In the end, it was Matthias’s heartfelt plea, along with his reminder, that broke Loman’s resistance. His vision had narrowed, he realized, when he picked up the Bow of Stars to kill his enemies, and as long as he held it, he struggled to think of anything beyond hunting down the demons that threatened his people until there were none left alive that could harm the faithful.


But there were many ways to meet a man’s struggle in this life, and countless paths to the Heavenly Shores beyond death.
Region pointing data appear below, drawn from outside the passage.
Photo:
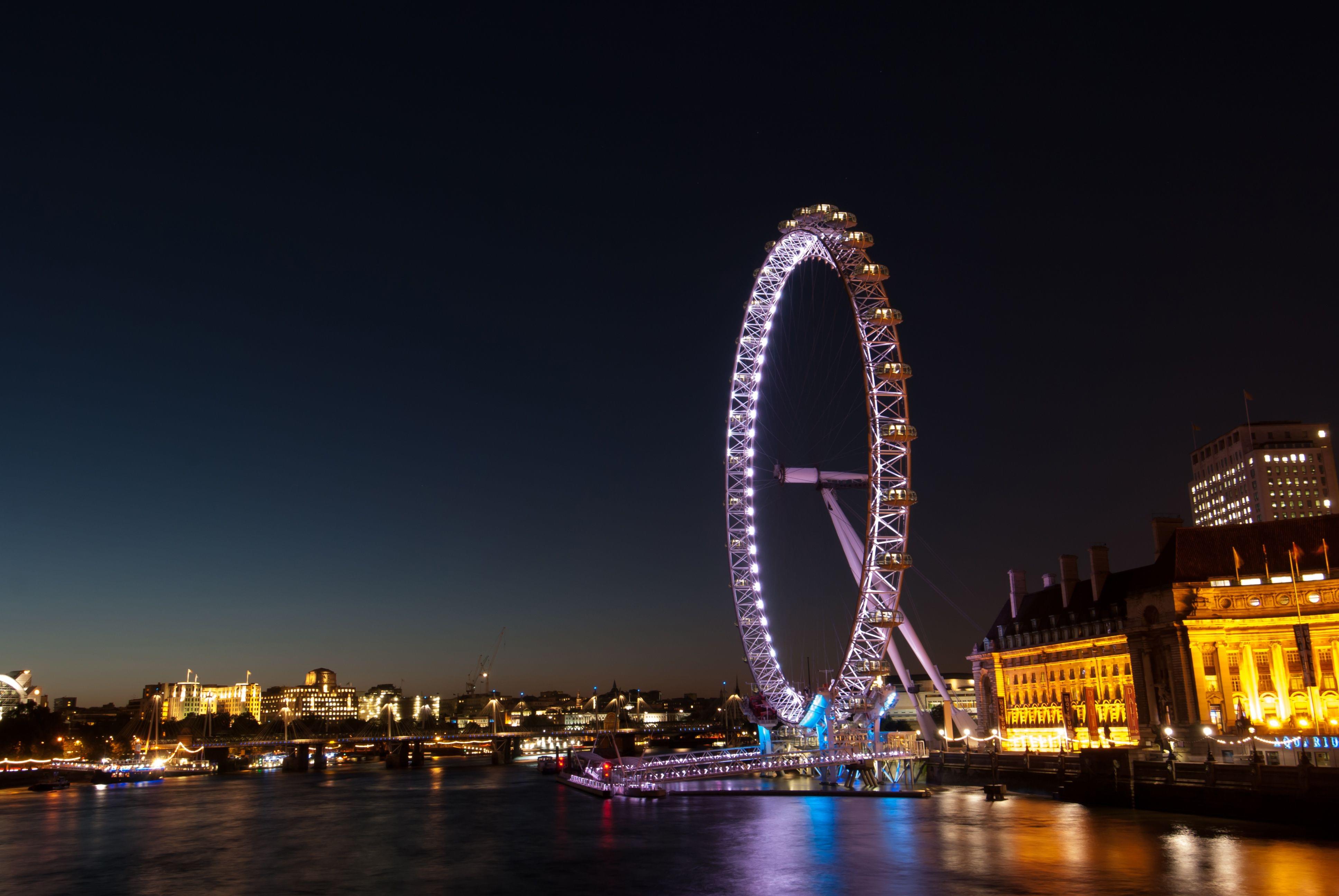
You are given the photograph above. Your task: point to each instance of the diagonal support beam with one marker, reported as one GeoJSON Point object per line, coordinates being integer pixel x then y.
{"type": "Point", "coordinates": [855, 550]}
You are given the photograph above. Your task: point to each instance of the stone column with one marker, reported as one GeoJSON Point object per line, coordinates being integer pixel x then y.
{"type": "Point", "coordinates": [1151, 692]}
{"type": "Point", "coordinates": [1334, 660]}
{"type": "Point", "coordinates": [1196, 682]}
{"type": "Point", "coordinates": [1251, 682]}
{"type": "Point", "coordinates": [1281, 682]}
{"type": "Point", "coordinates": [1230, 706]}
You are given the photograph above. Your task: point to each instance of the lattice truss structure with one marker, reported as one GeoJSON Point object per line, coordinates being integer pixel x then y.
{"type": "Point", "coordinates": [825, 234]}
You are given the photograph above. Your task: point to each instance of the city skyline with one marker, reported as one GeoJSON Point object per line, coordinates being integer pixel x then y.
{"type": "Point", "coordinates": [286, 412]}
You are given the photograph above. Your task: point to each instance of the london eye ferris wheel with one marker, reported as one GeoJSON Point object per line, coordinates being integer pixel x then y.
{"type": "Point", "coordinates": [878, 559]}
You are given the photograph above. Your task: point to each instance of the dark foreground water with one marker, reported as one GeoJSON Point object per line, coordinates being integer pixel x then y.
{"type": "Point", "coordinates": [512, 831]}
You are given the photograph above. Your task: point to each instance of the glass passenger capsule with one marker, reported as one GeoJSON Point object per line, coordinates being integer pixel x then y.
{"type": "Point", "coordinates": [900, 497]}
{"type": "Point", "coordinates": [892, 370]}
{"type": "Point", "coordinates": [886, 318]}
{"type": "Point", "coordinates": [896, 432]}
{"type": "Point", "coordinates": [894, 560]}
{"type": "Point", "coordinates": [869, 272]}
{"type": "Point", "coordinates": [884, 618]}
{"type": "Point", "coordinates": [840, 219]}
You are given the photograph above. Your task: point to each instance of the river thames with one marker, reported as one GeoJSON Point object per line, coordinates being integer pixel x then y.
{"type": "Point", "coordinates": [508, 830]}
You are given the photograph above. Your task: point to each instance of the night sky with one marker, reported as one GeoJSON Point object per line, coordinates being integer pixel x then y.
{"type": "Point", "coordinates": [350, 341]}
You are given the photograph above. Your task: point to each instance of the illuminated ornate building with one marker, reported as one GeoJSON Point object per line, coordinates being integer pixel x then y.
{"type": "Point", "coordinates": [1267, 470]}
{"type": "Point", "coordinates": [321, 697]}
{"type": "Point", "coordinates": [1230, 627]}
{"type": "Point", "coordinates": [1056, 668]}
{"type": "Point", "coordinates": [374, 704]}
{"type": "Point", "coordinates": [235, 700]}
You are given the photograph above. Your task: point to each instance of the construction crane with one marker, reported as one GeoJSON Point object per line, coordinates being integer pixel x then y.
{"type": "Point", "coordinates": [485, 666]}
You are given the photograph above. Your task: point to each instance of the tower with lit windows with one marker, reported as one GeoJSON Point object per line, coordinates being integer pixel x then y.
{"type": "Point", "coordinates": [1262, 472]}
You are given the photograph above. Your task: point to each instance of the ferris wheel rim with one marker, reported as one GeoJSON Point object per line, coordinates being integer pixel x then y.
{"type": "Point", "coordinates": [888, 460]}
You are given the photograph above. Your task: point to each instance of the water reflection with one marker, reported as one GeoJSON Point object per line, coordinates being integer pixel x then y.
{"type": "Point", "coordinates": [509, 830]}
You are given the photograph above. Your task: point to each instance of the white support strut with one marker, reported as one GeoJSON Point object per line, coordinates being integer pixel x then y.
{"type": "Point", "coordinates": [851, 545]}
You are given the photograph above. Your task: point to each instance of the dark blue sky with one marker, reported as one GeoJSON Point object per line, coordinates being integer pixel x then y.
{"type": "Point", "coordinates": [346, 342]}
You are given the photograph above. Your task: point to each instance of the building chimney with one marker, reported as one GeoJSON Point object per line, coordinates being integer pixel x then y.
{"type": "Point", "coordinates": [1100, 564]}
{"type": "Point", "coordinates": [1017, 588]}
{"type": "Point", "coordinates": [1069, 576]}
{"type": "Point", "coordinates": [1164, 531]}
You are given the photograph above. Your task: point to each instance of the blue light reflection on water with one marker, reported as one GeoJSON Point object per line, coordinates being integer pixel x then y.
{"type": "Point", "coordinates": [509, 830]}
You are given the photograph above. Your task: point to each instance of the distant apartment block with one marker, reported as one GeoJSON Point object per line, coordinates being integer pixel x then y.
{"type": "Point", "coordinates": [1263, 472]}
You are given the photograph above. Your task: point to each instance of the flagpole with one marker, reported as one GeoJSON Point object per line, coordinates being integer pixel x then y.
{"type": "Point", "coordinates": [1295, 568]}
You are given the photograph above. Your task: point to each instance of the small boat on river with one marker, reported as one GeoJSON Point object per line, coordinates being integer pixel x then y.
{"type": "Point", "coordinates": [54, 783]}
{"type": "Point", "coordinates": [608, 769]}
{"type": "Point", "coordinates": [128, 775]}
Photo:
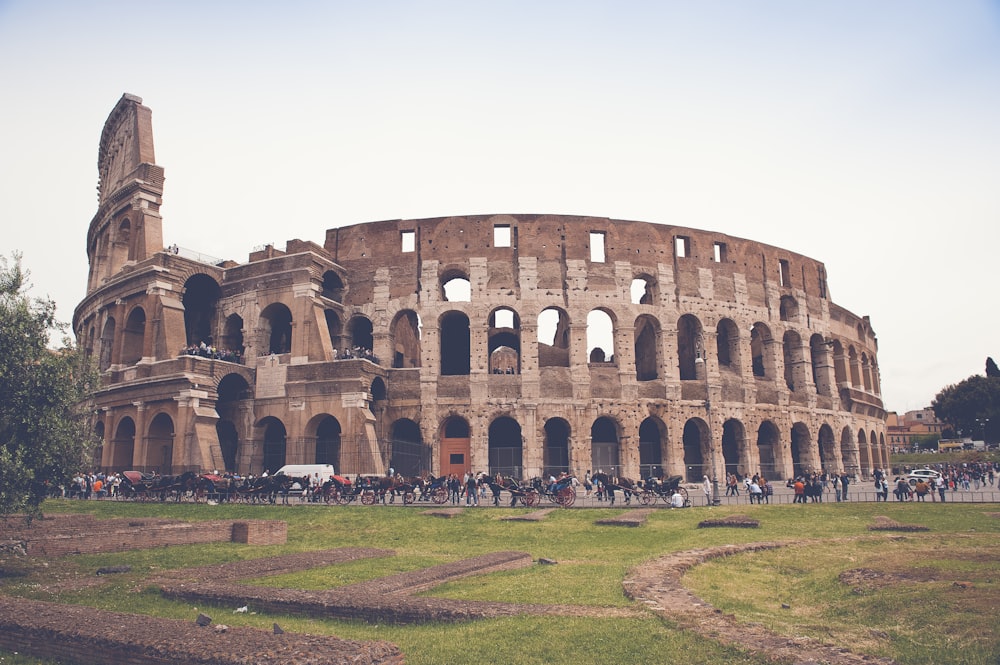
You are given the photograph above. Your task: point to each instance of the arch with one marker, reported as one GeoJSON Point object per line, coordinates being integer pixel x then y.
{"type": "Point", "coordinates": [690, 348]}
{"type": "Point", "coordinates": [160, 444]}
{"type": "Point", "coordinates": [134, 336]}
{"type": "Point", "coordinates": [275, 443]}
{"type": "Point", "coordinates": [555, 450]}
{"type": "Point", "coordinates": [506, 448]}
{"type": "Point", "coordinates": [734, 447]}
{"type": "Point", "coordinates": [643, 290]}
{"type": "Point", "coordinates": [334, 329]}
{"type": "Point", "coordinates": [600, 336]}
{"type": "Point", "coordinates": [504, 341]}
{"type": "Point", "coordinates": [800, 448]}
{"type": "Point", "coordinates": [456, 344]}
{"type": "Point", "coordinates": [794, 361]}
{"type": "Point", "coordinates": [553, 338]}
{"type": "Point", "coordinates": [123, 445]}
{"type": "Point", "coordinates": [328, 433]}
{"type": "Point", "coordinates": [455, 446]}
{"type": "Point", "coordinates": [276, 329]}
{"type": "Point", "coordinates": [652, 438]}
{"type": "Point", "coordinates": [405, 339]}
{"type": "Point", "coordinates": [697, 448]}
{"type": "Point", "coordinates": [604, 446]}
{"type": "Point", "coordinates": [727, 345]}
{"type": "Point", "coordinates": [407, 453]}
{"type": "Point", "coordinates": [456, 287]}
{"type": "Point", "coordinates": [828, 459]}
{"type": "Point", "coordinates": [201, 296]}
{"type": "Point", "coordinates": [769, 450]}
{"type": "Point", "coordinates": [107, 344]}
{"type": "Point", "coordinates": [761, 351]}
{"type": "Point", "coordinates": [647, 346]}
{"type": "Point", "coordinates": [788, 310]}
{"type": "Point", "coordinates": [333, 286]}
{"type": "Point", "coordinates": [232, 336]}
Somehow, he’d forgotten that when the fog of war enveloped him.


"Accept her help," Loman said, letting the glittering Bow of Stars dissipate at last as he slumped to the cold stone roof. "Live to struggle on tomorrow, and the day after, and as many days after as we have left."


"She’s right," he finally admitted with a deep, heavy sigh. "The battle is lost, and if we refuse to admit that, then we’re turning away from the light of truth. Do what you must to save my people, witch," he said, looking at the withered acolytes with eyes that finally saw the toll this night had taken on them. "They will not resist your help," he promised.